Hi,
I’m running a TrueNAS 25.04.2.5 primary and backup server. Data is replicated daily to backup server. We had a network outage that lead to the failure of one of the replication tasks that served a particular dataset. Since then, that particular replication task has stopped working.
I’ve tried deleting the receive_resume_token from the backup server, deleting the snapshot from the backup server that was being replicated during the network outage, and finally, I deleted the complete dataset from the backup server and started the replication task from scratch. No luck unfortunately. With each attempt, some of the 55TBs of data gets transferred for the replication task to fail eventually.
I suspected data corruption on backup but whatever corruption happened, it should’ve been “fixed” by deleting the dataset entirely. Scrub tasks on the primary don’t report any errors on their end, not that there should be any data corruption caused on primary by the network outage in the first place.
Below are some of the logs of replication failure after full dataset deletion on backup.
[2025/11/21 16:15:23] DEBUG [replication_task__task_7] [zettarepl.transport.local] [shell:1] [async_exec:133548] Running ['zfs', 'get', '-H', '-p', '-t', 'filesystem,volume', 'type', 'StoragePool/ImmutableStorage']
[2025/11/21 16:15:23] DEBUG [replication_task__task_7] [zettarepl.transport.local] [shell:1] [async_exec:133548] Success: 'StoragePool/ImmutableStorage\ttype\tfilesystem\t-\n'
[2025/11/21 16:15:23] DEBUG [replication_task__task_7] [zettarepl.transport.base_ssh] [ssh:root@172.10.70.30] [shell:2668] Connecting...

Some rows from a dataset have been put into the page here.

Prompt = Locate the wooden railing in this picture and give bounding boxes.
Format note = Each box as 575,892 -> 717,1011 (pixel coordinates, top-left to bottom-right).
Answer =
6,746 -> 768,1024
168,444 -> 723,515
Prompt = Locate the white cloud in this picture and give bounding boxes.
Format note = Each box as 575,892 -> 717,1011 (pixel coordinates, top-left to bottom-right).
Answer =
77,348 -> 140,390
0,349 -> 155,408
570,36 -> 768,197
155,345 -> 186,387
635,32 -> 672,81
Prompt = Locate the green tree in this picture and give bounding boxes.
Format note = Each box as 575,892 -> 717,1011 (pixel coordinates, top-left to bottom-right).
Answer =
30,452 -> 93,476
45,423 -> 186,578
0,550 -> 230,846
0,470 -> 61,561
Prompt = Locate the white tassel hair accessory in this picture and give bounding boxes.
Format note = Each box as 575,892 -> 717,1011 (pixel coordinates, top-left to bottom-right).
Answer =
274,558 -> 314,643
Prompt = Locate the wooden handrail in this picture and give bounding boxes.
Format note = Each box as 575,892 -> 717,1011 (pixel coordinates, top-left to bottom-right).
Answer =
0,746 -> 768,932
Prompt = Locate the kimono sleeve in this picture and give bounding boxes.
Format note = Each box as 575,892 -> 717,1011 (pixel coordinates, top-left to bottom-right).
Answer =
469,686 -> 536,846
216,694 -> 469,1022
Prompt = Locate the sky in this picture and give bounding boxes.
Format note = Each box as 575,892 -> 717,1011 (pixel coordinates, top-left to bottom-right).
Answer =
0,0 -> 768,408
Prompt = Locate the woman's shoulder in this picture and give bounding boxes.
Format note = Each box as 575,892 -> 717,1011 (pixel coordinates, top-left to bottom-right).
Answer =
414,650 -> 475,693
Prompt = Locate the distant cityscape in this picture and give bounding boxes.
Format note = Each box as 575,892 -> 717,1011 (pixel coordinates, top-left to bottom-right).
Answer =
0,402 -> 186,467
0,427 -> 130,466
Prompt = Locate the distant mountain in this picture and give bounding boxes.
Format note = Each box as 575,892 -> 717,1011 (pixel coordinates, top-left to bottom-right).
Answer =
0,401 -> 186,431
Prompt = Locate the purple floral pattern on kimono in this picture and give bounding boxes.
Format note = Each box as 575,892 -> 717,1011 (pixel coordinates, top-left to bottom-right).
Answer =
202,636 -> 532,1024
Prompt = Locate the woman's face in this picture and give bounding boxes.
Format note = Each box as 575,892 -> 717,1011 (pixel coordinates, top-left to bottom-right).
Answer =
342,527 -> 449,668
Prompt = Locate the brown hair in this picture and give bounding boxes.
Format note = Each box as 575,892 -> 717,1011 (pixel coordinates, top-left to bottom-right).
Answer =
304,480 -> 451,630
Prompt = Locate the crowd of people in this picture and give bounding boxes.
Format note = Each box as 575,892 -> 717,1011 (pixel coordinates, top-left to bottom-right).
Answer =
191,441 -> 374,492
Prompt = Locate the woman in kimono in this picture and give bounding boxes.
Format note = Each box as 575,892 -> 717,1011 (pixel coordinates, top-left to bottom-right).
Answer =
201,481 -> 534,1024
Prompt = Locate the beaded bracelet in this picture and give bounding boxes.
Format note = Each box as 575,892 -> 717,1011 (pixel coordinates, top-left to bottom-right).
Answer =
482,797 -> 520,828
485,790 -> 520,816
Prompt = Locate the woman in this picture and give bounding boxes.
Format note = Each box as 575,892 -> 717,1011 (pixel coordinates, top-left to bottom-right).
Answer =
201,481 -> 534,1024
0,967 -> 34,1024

[2025/11/21 16:15:24] ERROR [retention] [zettarepl.replication.task.snapshot_owner] Failed to list snapshots with <Shell(<SSH Transport(root@172.10.70.30)>)>: DatasetDoesNotExistException(1, "cannot open 'StoragePool/ImmutableStorage': dataset does not exist\n"). Assuming remote has no snapshots
[2025/11/21 16:15:24] DEBUG [Thread-7982] [zettarepl.paramiko.replication_task__task_7] [chan 0] EOF received (0)

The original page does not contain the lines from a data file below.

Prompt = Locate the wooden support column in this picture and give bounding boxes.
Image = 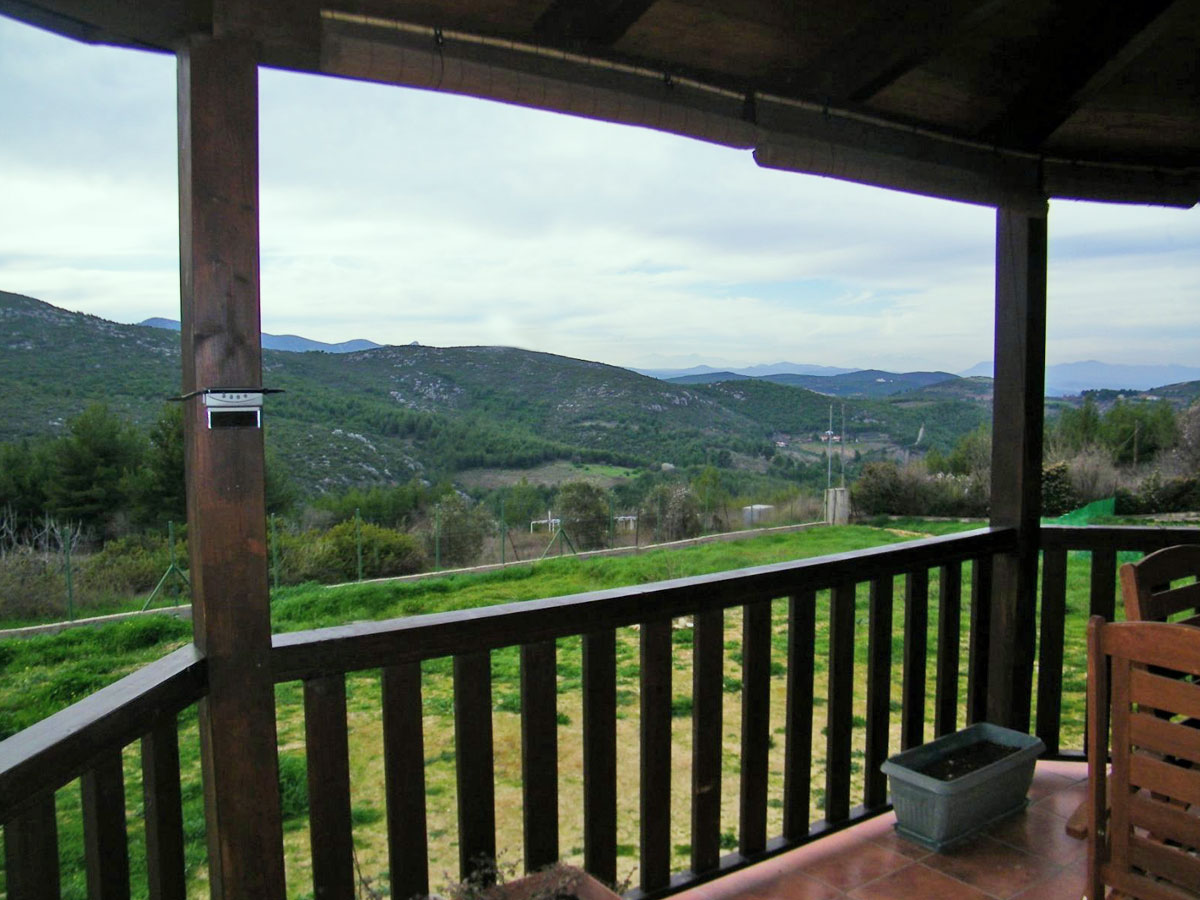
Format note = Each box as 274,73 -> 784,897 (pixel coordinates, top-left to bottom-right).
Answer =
988,209 -> 1046,731
179,37 -> 284,900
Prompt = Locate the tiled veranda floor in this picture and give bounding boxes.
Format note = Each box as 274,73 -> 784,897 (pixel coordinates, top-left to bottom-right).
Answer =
677,762 -> 1087,900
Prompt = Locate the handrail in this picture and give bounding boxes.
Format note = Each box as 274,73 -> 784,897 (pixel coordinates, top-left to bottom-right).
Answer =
1042,526 -> 1200,553
271,528 -> 1015,683
0,644 -> 208,823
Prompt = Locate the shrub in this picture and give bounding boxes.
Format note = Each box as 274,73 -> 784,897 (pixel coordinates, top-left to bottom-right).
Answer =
288,521 -> 425,583
554,481 -> 608,550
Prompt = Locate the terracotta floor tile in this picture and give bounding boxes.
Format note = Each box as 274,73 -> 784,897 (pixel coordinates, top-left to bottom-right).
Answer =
1016,863 -> 1085,900
850,863 -> 989,900
803,841 -> 912,890
1032,781 -> 1087,818
923,836 -> 1058,898
989,808 -> 1087,865
1030,768 -> 1075,800
738,872 -> 846,900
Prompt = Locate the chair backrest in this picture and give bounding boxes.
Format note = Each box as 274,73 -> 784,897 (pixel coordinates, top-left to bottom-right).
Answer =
1087,616 -> 1200,900
1121,544 -> 1200,624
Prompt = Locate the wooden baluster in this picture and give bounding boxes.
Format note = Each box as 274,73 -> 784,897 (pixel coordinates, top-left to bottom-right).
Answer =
1091,547 -> 1117,622
738,600 -> 770,856
583,629 -> 617,884
826,582 -> 856,823
521,641 -> 558,872
4,793 -> 59,900
967,556 -> 991,725
691,610 -> 725,872
784,589 -> 816,841
454,650 -> 496,881
383,654 -> 432,898
900,569 -> 929,750
79,750 -> 130,900
1037,548 -> 1067,756
304,674 -> 356,900
641,619 -> 671,893
863,575 -> 894,809
934,562 -> 962,737
142,716 -> 187,900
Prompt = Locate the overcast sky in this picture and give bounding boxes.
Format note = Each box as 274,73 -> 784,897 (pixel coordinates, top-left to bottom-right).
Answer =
0,11 -> 1200,371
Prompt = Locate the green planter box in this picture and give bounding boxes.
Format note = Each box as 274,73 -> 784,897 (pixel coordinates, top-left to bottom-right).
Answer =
881,722 -> 1045,850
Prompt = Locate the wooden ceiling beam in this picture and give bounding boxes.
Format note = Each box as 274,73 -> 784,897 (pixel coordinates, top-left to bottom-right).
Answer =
533,0 -> 654,47
788,0 -> 1010,104
978,0 -> 1195,150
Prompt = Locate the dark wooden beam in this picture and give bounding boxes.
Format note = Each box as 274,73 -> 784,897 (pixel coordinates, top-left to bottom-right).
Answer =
791,0 -> 1010,104
179,37 -> 284,900
978,0 -> 1190,150
988,209 -> 1046,731
533,0 -> 654,47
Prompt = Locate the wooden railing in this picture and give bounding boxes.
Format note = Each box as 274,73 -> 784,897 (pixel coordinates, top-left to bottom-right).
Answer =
0,646 -> 206,900
0,528 -> 1200,900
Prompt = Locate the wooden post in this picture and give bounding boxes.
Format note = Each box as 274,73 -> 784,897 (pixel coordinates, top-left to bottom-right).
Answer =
179,37 -> 284,900
988,209 -> 1046,731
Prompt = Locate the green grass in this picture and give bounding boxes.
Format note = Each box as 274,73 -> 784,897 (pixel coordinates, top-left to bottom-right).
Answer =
0,521 -> 1104,898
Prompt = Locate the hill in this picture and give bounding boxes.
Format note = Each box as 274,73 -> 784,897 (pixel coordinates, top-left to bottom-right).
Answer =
0,292 -> 986,492
138,316 -> 383,353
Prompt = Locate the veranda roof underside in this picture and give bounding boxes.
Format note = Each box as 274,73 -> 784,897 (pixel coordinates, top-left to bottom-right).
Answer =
0,0 -> 1200,212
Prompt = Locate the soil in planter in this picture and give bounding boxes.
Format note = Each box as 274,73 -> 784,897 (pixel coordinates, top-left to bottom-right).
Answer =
913,740 -> 1020,781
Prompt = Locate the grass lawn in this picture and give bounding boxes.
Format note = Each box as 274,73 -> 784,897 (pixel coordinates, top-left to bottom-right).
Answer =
0,522 -> 1108,898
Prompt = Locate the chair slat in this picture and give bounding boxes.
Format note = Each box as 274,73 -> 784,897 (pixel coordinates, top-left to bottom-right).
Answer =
738,600 -> 770,856
79,750 -> 130,900
691,610 -> 725,872
826,582 -> 856,822
1129,752 -> 1200,808
1129,713 -> 1200,763
583,629 -> 617,884
304,674 -> 356,900
1129,792 -> 1200,854
863,576 -> 894,809
4,793 -> 60,900
784,589 -> 816,841
521,641 -> 558,871
142,716 -> 187,900
1130,668 -> 1200,719
454,650 -> 496,881
382,662 -> 432,898
641,620 -> 672,893
934,562 -> 962,737
900,569 -> 929,750
1130,820 -> 1200,896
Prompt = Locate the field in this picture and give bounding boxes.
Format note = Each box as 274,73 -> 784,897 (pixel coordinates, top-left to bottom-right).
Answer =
0,522 -> 1108,898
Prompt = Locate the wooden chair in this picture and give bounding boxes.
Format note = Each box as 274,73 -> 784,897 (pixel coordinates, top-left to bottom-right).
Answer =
1067,544 -> 1200,840
1086,616 -> 1200,900
1121,544 -> 1200,625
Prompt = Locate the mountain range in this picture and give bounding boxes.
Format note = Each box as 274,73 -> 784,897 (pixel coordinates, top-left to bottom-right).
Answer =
138,316 -> 383,353
0,292 -> 989,492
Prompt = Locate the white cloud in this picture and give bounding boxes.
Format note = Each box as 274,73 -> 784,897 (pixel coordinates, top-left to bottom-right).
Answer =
0,19 -> 1200,371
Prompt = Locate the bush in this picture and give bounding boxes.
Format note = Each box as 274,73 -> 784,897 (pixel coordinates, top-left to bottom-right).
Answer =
277,521 -> 425,584
554,481 -> 608,550
851,461 -> 989,517
77,534 -> 187,600
1042,462 -> 1082,516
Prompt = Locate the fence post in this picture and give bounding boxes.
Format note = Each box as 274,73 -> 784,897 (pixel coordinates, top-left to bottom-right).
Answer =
62,532 -> 74,622
270,512 -> 280,590
354,506 -> 362,581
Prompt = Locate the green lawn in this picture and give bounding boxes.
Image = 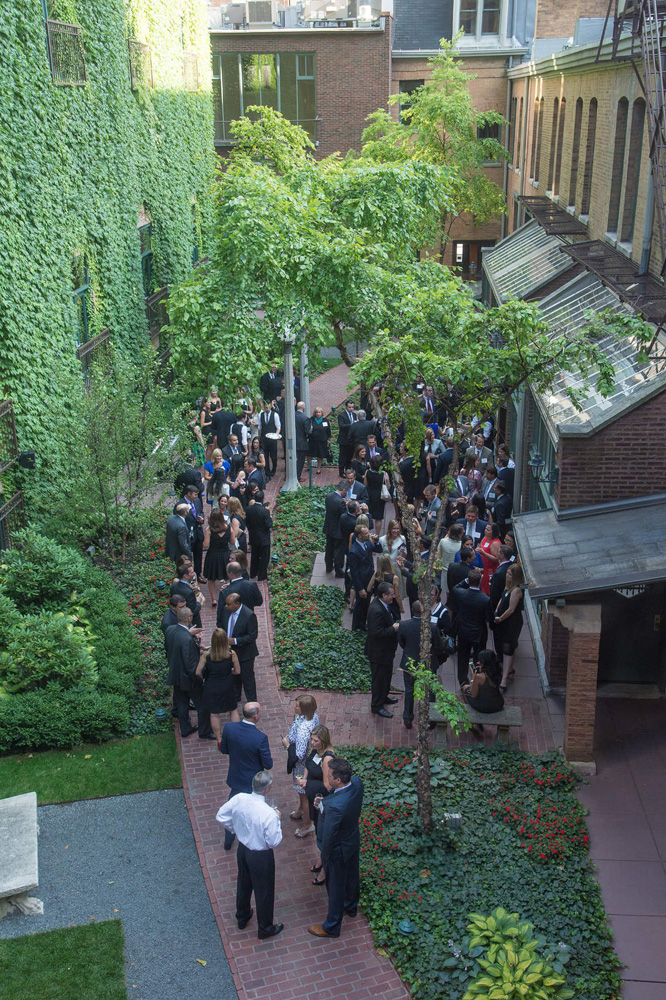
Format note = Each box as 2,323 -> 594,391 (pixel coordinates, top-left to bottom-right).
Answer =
0,733 -> 182,805
0,920 -> 127,1000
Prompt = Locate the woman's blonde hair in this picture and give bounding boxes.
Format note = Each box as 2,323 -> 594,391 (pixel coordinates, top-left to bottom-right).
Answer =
296,694 -> 317,720
210,628 -> 231,661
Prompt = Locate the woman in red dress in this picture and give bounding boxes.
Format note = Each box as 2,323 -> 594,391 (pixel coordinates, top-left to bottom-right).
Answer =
476,524 -> 502,596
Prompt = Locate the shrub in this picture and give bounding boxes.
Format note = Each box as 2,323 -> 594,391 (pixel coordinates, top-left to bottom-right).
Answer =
0,689 -> 129,753
0,611 -> 97,693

[2025/11/21 16:15:24] DEBUG [replication_task__task_7] [zettarepl.transport.base_ssh] [ssh:root@172.10.70.30] [shell:2668] [async_exec:133549] Waiting for exit status
[2025/11/21 16:15:24] DEBUG [Thread-7982] [zettarepl.paramiko.replication_task__task_7] [chan 0] EOF sent (0)
[2025/11/21 16:15:24] DEBUG [replication_task__task_7] [zettarepl.transport.base_ssh] [ssh:root@172.10.70.30] [shell:2668] [async_exec:133549] Error 1: "cannot open 'StoragePool/ImmutableStorage': dataset does not exist\n"

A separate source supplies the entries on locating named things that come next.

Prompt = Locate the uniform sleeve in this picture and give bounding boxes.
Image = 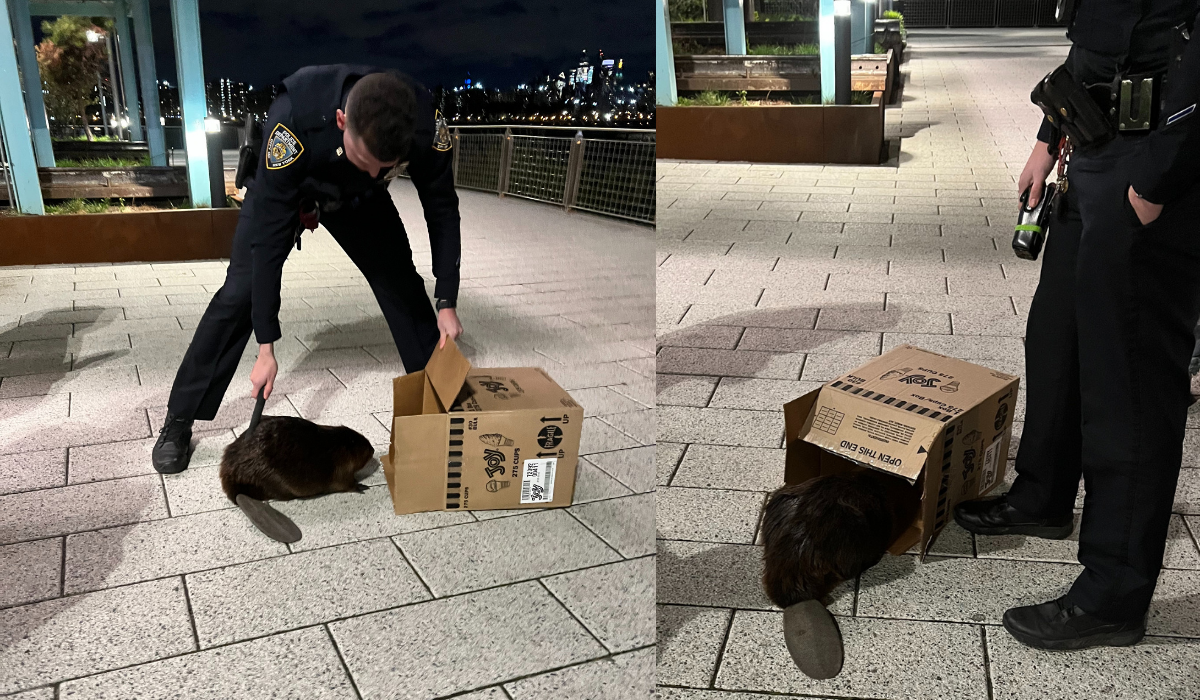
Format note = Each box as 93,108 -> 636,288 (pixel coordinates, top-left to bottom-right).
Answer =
246,92 -> 304,345
408,136 -> 462,300
1129,12 -> 1200,204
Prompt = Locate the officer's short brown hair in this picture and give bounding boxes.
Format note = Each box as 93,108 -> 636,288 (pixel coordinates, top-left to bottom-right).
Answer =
346,72 -> 416,162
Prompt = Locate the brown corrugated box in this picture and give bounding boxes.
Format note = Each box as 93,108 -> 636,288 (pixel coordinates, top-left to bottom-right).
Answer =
784,345 -> 1019,555
380,340 -> 583,514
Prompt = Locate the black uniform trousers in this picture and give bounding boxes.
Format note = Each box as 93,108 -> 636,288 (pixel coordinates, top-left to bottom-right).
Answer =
1009,136 -> 1200,621
168,186 -> 440,420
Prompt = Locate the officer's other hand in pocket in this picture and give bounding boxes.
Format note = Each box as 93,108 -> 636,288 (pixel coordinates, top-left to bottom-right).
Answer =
438,309 -> 462,348
1126,186 -> 1163,226
250,343 -> 280,399
1016,140 -> 1055,207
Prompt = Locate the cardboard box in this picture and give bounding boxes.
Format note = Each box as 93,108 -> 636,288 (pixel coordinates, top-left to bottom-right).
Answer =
784,346 -> 1019,556
380,340 -> 583,514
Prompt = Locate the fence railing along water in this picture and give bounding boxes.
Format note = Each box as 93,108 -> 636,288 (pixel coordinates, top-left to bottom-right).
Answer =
451,126 -> 655,223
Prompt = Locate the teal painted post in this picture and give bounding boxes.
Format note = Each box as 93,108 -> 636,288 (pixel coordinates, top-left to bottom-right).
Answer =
0,0 -> 46,214
725,0 -> 746,56
654,0 -> 679,107
817,0 -> 838,103
170,0 -> 212,209
130,0 -> 167,166
113,0 -> 145,140
8,0 -> 54,168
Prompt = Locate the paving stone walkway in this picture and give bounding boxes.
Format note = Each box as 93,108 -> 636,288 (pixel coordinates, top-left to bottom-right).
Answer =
0,183 -> 655,700
656,30 -> 1200,700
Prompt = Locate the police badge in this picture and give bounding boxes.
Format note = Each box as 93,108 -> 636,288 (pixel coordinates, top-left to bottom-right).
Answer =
433,109 -> 451,152
266,124 -> 304,170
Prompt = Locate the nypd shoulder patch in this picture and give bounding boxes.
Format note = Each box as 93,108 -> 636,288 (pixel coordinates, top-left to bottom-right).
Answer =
266,124 -> 304,170
433,109 -> 452,152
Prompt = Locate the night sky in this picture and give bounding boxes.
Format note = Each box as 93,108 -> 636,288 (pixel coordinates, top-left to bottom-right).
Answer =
135,0 -> 654,88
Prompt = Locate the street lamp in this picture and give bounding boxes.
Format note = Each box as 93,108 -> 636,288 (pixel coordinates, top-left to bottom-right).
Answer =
833,0 -> 850,104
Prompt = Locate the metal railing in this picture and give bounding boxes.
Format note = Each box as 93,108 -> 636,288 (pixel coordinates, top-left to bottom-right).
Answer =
452,126 -> 655,223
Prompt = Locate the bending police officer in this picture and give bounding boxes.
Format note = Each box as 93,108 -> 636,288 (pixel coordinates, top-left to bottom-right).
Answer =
955,0 -> 1200,648
152,65 -> 462,473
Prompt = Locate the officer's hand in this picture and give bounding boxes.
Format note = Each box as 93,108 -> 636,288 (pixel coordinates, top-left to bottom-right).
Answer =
1126,186 -> 1163,226
1016,140 -> 1055,208
438,309 -> 462,348
250,343 -> 280,399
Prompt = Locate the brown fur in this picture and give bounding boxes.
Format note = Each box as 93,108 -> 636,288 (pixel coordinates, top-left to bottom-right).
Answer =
762,469 -> 917,608
221,415 -> 374,503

[2025/11/21 16:15:24] DEBUG [replication_task__task_7] [zettarepl.transport.local] [shell:1] [async_exec:133558] Running ['zfs', 'list', '-t', 'filesystem,volume', '-H', '-o', 'name', '-s', 'name', '-r', 'StoragePool/ImmutableStorage']
[2025/11/21 16:15:25] DEBUG [replication_task__task_7] [zettarepl.transport.base_ssh] [ssh:root@172.10.70.30] [shell:2668] [async_exec:133562] Error 1: "cannot open 'StoragePool/ImmutableStorage': dataset does not exist\n"
[2025/11/21 16:15:25] DEBUG [replication_task__task_7] [zettarepl.transport.base_ssh] [ssh:root@172.10.70.30] [shell:2668] [async_exec:133564] Error 1: "cannot open 'StoragePool/ImmutableStorage/aws': dataset does not exist\n"
[2025/11/21 18:36:08] WARNING [replication_task__task_7.process] [zettarepl.transport.base_ssh] [ssh:root@172.10.70.30] [replication_process:task_7] Listen side has not terminated within 5 seconds after connect side error
[2025/11/21 18:36:08] DEBUG [replication_task__task_7.process] [zettarepl.transport.base_ssh] [ssh:root@172.10.70.30] [shell:2668] [async_exec:133863] Stopping
[2025/11/21 18:36:08] DEBUG [replication_task__task_7.process] [zettarepl.paramiko.replication_task__task_7] [chan 116] EOF sent (116)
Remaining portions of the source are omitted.